SEQUOYAH NUCLEAR PLANT - NRC INSPECTION REPORT 50-327/03-02 AND 50-328/03-02

Dear Mr. Scalice:

On February 28, 2003, the Nuclear Regulatory Commission (NRC) completed a safety system design and performance capability inspection at your Sequoyah Nuclear Plant, Units 1 and 2.

The enclosed report documents the results of this inspection which were discussed on February 28, 2003, with Mr. D. Koehl and other members of your staff.

This inspection was an examination of activities conducted under your license as they relate to safety and compliance with the Commissions rules and regulations, and with the conditions of your operating license. Within these areas, the inspection involved selected examination of procedures and representative records, observations of activities, and interviews with personnel.

No findings of significance were identified during this inspection.

In accordance with 10 CFR 2.790 of the NRC's "Rules of Practice," a copy of this letter and its enclosure will be available electronically for public inspection in the NRC Public Document Room or from the Publicly Available Records (PARS) component of NRCs document system (ADAMS). ADAMS is accessible from the NRC web site at http://www.nrc.gov/reading-rm/adams.html (the Public Electronic Reading Room).

Sincerely,

/RA/

Charles R. Ogle, Chief Engineering Branch 1 Division of Reactor Safety Docket Nos.: 50-327, 50-328 License Nos.:DPR-77, DPR-79

Enclosure:

(See page 2)

TVA 2 Enclosure: NRC Inspection Report 50-327/03-02 50-328/03-02 w/Attachment

REGION II==

Docket Nos.: 50-327, 50-328 License Nos.: DPR-77, DPR-79 Report No.: 50-327/03-02, 50-328/03-02 Licensee: Tennessee Valley Authority (TVA)

Facility: Sequoyah Nuclear Plant, Units 1 & 2 Location: Sequoyah Access Road Soddy-Daisy, TN 37379 Dates: February 10-14 and February 24-28, 2003 Inspectors: J. Moorman, Lead Inspector C. Smith, Senior Reactor Inspector R. Moore, Reactor Inspector F. Jape, Senior Project Manager G. Skinner, Contractor Accompanied by: D. Mas-Penaranda, Intern Approved by: Charles R. Ogle, Chief Engineering Branch 1 Division of Reactor Safety Enclosure

SUMMARY OF FINDINGS

IR 05000327/2003-002, IR 05000328/2003-002; Tennesee Valley Authority; on 02/10-14/03 and 2/24-28/03; Sequoyah Nuclear Plant, Units 1 and 2; Safety System Design and Performance Capability Inspection.

This inspection was conducted by regional reactor inspectors and a contractor. No findings of significance were identified. The NRCs program for overseeing the safe operation of commercial nuclear power reactors is described in NUREG-1649, "Reactor Oversite Process,

Rev. 3, dated July 2000.

REPORT DETAILS

REACTOR SAFETY

Cornerstones: Initiating Events and Mitigating Systems

1R21 Safety System Design and Performance Capability

This team inspection reviewed selected components and operator actions that would be used to prevent or mitigate the consequences of a steam generator tube rupture (SGTR) event.

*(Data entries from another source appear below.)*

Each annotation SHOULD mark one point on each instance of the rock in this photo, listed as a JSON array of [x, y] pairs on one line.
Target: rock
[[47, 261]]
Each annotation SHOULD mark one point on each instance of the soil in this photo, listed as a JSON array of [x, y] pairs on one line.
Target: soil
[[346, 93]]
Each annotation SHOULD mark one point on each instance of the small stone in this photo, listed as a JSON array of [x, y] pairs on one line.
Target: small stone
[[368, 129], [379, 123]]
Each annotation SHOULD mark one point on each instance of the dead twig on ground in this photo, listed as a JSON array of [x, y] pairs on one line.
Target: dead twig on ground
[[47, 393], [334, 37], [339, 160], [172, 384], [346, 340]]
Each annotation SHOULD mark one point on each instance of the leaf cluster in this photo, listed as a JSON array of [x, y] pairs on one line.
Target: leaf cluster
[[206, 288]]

Components in the main steam (MS), auxiliary feedwater (AFW), steam generator glowdown (SGBD), chemical and volume control (CVCS), reactor coolant (RCS), and radiation monitoring systems were included. This inspection also covered supporting equipment, equipment which provides power to these components, and the associated instrumentation and controls. The SGTR event is a risk-significant event as determined by the licensees probabilistic risk assessment.

.1 System Needs

.11 Controls

a. Inspection Scope

The team reviewed mechanical logic diagrams and electrical elementary diagrams of selected safety related components to verify that the components operation was consistent with the Updated Final Safety Analysis Report (UFSAR) description and the General Design Criteria (GDC) document for each process system. This review was conducted for the following equipment:

  • PCV 68-340A, pressurizer power operated relief valve

b. Findings

No findings of significance were identified.

.12 Energy Source

a. Inspection Scope

The team reviewed the electrical systems used for operation of critical equipment needed to mitigate a SGTR to verify the systems design, reliability, and availability were consistent with the design assumptions and licensing basis as described in the UFSAR.

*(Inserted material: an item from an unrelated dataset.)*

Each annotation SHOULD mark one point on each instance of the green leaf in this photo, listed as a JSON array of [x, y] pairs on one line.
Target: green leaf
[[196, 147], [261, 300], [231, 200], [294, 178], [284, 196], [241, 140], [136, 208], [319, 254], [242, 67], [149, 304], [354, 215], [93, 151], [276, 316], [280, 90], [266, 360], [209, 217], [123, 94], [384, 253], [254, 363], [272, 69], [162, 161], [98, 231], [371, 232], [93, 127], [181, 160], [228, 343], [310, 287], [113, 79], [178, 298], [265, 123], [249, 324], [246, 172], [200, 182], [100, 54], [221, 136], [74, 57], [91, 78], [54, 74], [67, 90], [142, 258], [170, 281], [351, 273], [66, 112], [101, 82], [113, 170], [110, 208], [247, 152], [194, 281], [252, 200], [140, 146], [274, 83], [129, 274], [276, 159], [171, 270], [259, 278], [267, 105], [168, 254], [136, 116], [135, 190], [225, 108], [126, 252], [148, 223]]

Specific power availability for equipment reviewed included the charging pumps, motor driven AFW pumps, and AFW motor operated valves (MOVs). The team evaluated the 6900 volt

(v) medium voltage system to assess vulnerabilities due to loss of the preferred offsite source and the standby onsite sources (diesel generators). In particular, the team evaluated adequacy of undervoltage protection and vulnerability to spurious separation from the offsite source. Documents reviewed included single line drawings, load flow calculations, protective device selection and coordination calculations, setpoint calculations, and design criteria documents.

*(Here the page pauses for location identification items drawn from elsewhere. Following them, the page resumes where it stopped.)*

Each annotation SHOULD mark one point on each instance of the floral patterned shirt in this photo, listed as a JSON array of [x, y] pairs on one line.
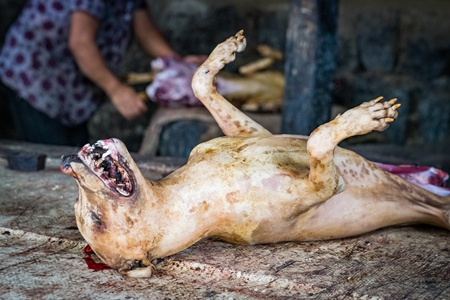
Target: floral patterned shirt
[[36, 62]]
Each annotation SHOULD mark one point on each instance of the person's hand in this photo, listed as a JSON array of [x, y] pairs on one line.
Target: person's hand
[[196, 59], [127, 102]]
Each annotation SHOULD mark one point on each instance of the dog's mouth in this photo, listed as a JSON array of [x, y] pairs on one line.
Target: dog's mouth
[[104, 160]]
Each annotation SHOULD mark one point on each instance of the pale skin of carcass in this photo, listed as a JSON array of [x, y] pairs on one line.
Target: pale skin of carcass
[[251, 186]]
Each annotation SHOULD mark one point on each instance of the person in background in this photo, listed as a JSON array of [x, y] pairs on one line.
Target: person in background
[[60, 58]]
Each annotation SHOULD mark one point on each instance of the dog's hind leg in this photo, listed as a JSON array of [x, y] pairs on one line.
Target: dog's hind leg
[[230, 119]]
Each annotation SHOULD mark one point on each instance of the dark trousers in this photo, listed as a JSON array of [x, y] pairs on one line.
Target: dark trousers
[[34, 126]]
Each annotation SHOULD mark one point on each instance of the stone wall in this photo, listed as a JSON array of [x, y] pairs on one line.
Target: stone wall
[[391, 48], [394, 48]]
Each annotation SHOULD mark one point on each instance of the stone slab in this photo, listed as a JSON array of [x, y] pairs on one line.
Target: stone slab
[[41, 254]]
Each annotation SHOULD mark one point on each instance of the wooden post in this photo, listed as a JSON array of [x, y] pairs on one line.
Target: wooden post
[[310, 64]]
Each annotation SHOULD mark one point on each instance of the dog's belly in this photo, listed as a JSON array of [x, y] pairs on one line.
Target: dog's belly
[[256, 190]]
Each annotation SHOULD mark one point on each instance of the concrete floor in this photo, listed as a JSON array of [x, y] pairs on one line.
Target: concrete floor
[[41, 254]]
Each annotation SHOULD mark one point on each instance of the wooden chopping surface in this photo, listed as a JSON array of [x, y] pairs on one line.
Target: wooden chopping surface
[[41, 254]]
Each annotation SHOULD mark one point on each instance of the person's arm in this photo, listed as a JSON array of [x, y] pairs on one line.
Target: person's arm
[[148, 35], [82, 43]]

The 125v vital direct current (DC) system, which is necessary to supply both motive and control power for SGTR mitigating systems, was evaluated by review of battery sizing calculations, voltage drop calculations, and protective device sizing and coordination studies. In addition, the team evaluated the 120v alternating current (AC) vital power system including inverter sizing, voltage drop, and transfer schemes for standby sources.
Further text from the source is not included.